To be fair, that's a personal preference as well. For e.g. some people prefer
reading code with symbols (&&, ||) than English keywords (and, or). Also, I
have seen people from a C/C++ or Java background find JS easier to read than
CS.

------
lloeki
> Simple grammar ... verbs do not conjugate differently ... This made me
> wonder about all those complicated grammar rules

It reminds me that Japanese has a very simple grammar regarding verbs.

There are very few, clearly identifiable groups based on suffix (I seem to
recall it's three groups ~u, ~iru/~eru and irregulars), they are basically
invariable, and have only two tense, past and present (plus each having a
negative form). Time is more often than not purely contextual. Going even
farther, subjects and objects are often omitted altogether,adding to the
context you have to maintain. Also, there are only two irregular verbs (kuru
and suru).

It's a bliss when you talk to someone and only a few words can bear a lot of
meaning (no S) thanks to the context. At some point it feels like perl :-)

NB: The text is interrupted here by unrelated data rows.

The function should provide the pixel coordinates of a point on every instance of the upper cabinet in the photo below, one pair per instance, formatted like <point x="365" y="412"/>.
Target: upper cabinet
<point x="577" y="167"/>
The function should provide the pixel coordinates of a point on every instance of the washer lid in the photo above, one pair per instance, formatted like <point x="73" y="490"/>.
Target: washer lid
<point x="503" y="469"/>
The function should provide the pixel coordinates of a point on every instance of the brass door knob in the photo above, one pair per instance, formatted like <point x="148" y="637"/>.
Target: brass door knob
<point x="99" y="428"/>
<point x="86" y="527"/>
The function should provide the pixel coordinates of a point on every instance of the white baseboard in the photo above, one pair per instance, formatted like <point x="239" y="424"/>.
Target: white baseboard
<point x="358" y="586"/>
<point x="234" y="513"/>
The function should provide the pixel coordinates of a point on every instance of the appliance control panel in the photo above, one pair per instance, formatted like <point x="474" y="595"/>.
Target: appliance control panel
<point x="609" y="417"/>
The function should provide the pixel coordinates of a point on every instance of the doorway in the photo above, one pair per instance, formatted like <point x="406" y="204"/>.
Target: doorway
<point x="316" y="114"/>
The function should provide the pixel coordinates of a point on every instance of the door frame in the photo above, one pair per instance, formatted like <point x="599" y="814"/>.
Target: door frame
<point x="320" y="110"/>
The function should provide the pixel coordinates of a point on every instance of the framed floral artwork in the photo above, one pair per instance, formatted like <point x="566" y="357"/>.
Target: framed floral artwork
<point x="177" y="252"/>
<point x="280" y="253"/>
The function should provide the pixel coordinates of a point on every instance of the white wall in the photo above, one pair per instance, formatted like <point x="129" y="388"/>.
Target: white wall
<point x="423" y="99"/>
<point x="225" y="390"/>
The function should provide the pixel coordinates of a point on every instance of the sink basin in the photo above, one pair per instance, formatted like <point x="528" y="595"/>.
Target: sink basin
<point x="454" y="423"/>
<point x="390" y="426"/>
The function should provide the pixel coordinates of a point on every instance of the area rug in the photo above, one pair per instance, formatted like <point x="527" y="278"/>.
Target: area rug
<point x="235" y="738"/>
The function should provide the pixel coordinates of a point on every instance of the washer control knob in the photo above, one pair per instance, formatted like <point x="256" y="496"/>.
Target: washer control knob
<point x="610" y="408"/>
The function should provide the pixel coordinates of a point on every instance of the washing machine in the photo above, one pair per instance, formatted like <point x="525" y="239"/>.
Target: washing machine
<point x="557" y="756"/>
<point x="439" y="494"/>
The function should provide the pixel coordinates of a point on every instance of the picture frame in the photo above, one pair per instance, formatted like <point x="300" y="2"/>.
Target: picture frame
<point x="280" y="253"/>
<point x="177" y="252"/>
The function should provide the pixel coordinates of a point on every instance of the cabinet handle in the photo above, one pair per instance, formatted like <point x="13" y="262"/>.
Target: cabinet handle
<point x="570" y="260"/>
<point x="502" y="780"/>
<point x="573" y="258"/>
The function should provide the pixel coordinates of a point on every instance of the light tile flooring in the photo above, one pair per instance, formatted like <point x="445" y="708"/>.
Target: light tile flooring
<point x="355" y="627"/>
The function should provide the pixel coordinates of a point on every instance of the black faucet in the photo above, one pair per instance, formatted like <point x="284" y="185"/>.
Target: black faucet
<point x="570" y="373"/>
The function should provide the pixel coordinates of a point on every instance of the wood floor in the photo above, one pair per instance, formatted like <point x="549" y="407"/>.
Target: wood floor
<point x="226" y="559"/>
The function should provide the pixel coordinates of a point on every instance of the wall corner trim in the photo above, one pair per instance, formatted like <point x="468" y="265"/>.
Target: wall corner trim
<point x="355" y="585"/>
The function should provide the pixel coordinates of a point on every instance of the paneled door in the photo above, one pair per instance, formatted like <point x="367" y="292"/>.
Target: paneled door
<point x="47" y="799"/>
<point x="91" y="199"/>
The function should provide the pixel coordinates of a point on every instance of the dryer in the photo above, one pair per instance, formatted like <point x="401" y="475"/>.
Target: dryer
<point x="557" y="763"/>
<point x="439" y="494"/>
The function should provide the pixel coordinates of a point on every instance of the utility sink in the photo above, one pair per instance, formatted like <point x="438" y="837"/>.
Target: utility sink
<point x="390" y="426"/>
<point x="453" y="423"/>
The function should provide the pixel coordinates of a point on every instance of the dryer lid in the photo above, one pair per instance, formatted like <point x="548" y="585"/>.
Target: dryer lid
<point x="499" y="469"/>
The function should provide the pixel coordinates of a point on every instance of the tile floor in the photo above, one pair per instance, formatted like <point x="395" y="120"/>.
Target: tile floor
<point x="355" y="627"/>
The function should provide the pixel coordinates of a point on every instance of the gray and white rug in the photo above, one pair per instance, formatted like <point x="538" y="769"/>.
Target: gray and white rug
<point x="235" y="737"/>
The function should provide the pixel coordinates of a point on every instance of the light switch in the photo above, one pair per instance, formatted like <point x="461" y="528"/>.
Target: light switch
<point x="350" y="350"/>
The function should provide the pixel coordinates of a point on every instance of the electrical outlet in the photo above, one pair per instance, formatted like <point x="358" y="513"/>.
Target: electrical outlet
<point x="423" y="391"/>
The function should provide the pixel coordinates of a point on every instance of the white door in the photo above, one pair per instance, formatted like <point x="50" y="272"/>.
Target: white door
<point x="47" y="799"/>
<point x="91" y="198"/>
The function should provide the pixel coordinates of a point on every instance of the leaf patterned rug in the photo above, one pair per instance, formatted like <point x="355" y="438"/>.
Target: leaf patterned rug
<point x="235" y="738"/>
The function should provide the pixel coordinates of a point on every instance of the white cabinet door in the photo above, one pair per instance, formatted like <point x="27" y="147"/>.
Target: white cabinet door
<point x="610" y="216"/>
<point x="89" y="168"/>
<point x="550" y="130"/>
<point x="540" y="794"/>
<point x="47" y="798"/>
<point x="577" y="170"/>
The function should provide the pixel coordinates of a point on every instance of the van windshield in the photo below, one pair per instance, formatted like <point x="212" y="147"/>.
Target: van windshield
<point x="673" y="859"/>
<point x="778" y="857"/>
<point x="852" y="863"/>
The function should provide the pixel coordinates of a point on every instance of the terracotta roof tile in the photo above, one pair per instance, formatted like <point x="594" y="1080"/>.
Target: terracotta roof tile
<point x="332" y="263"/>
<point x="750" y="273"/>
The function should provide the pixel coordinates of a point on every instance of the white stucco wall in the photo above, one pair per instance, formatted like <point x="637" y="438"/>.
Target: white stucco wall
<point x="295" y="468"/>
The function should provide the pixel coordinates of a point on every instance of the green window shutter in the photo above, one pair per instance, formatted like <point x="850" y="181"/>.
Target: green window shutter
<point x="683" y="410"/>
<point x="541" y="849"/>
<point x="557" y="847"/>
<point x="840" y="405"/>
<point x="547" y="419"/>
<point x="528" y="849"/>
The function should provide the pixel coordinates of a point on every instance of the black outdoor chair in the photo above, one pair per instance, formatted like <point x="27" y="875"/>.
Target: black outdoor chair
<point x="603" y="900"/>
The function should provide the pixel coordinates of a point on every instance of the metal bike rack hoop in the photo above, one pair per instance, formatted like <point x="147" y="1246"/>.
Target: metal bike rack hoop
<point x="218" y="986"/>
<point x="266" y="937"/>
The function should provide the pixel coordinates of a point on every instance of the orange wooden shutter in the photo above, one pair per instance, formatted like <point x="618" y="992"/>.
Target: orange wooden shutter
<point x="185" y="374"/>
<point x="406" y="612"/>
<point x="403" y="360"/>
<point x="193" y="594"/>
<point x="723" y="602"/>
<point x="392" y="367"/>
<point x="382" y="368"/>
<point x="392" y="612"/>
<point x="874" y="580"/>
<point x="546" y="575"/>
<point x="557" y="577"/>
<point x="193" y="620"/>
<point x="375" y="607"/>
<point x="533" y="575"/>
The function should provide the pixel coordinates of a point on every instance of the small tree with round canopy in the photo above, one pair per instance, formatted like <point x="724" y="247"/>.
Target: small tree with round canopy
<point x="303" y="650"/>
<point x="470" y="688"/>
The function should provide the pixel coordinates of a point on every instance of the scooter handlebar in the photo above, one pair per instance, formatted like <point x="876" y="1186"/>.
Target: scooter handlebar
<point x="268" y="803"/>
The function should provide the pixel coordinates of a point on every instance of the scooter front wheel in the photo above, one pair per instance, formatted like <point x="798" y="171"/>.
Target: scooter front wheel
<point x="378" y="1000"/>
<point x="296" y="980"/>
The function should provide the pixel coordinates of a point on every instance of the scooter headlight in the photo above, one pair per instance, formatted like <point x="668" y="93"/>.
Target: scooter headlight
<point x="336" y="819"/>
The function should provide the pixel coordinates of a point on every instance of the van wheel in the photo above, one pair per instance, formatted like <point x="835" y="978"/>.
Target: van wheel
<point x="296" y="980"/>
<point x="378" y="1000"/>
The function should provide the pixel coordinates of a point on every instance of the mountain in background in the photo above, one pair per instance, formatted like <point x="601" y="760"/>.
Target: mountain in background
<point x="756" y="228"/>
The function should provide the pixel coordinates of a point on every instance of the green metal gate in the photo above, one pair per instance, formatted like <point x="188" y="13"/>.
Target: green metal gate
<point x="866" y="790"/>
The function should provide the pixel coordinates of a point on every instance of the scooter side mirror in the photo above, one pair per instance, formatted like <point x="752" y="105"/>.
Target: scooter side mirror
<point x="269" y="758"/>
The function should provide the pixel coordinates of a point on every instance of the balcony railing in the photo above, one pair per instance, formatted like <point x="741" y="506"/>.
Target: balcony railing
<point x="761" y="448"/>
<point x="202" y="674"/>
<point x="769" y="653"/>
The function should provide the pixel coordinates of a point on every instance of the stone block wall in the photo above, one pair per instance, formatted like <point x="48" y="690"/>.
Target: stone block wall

Now you might think that japanese got it right but then you learn to count
stuff and holy cow you're in for a brainfuck as numbering things vary
depending on _what_ you're counting. Yay. But if it was too easy it wouldn't
be so charming :-)

------
trustfundbaby
_It can help Ruby developers to get going with Javascript because of its
similar syntax, and it takes care of some of the bad parts in the language_

I've been watching the coffeescript bandwagon pick up passengers for a while
now, but I simply am not convinced that creating a 'language' to simplify or
'improve' another one is a smart thing to do. Maybe on a team that has all
Ruby developers this could fly, but now you make it hard to add pure
javascript developers to your team without them first getting caught up on
your way of doing things.

And then to make things even more tedious, you make it compile to original
javascript, an interpreted language. It just reminds me of how Rails initially
tried to bake ajax into its way of doing things initially (and has since
stopped ... but now we have to support that mess). If the top devs in our
field are using it, then there's got to be some merit to it ... but I gotta
say, it really doesn't seem all that clever to me.

------
kokey
I spoke only Afrikaans for the first 6 years of my life. The simplification
still affects me when speaking English, mainly the examples mentioned in the
article, especially with regards to tenses. I still sometimes make mistakes
with 'do/does', 'was/were', etc.

------
perfunctory
I like the analogy but I don't think it's correct. CoffeeScript is not a
simplified JavaScript. On the contrary. It adds more syntactic and semantic
rules.

------
instakill
Ek dink nie so nie, boet.

------
Muzza
The analogy is good, but there are parts of Afrikaans which are more complex
than Dutch. Conjugating an adjective or negating a sentence, for instance. Are
there parallels in CoffeeScript?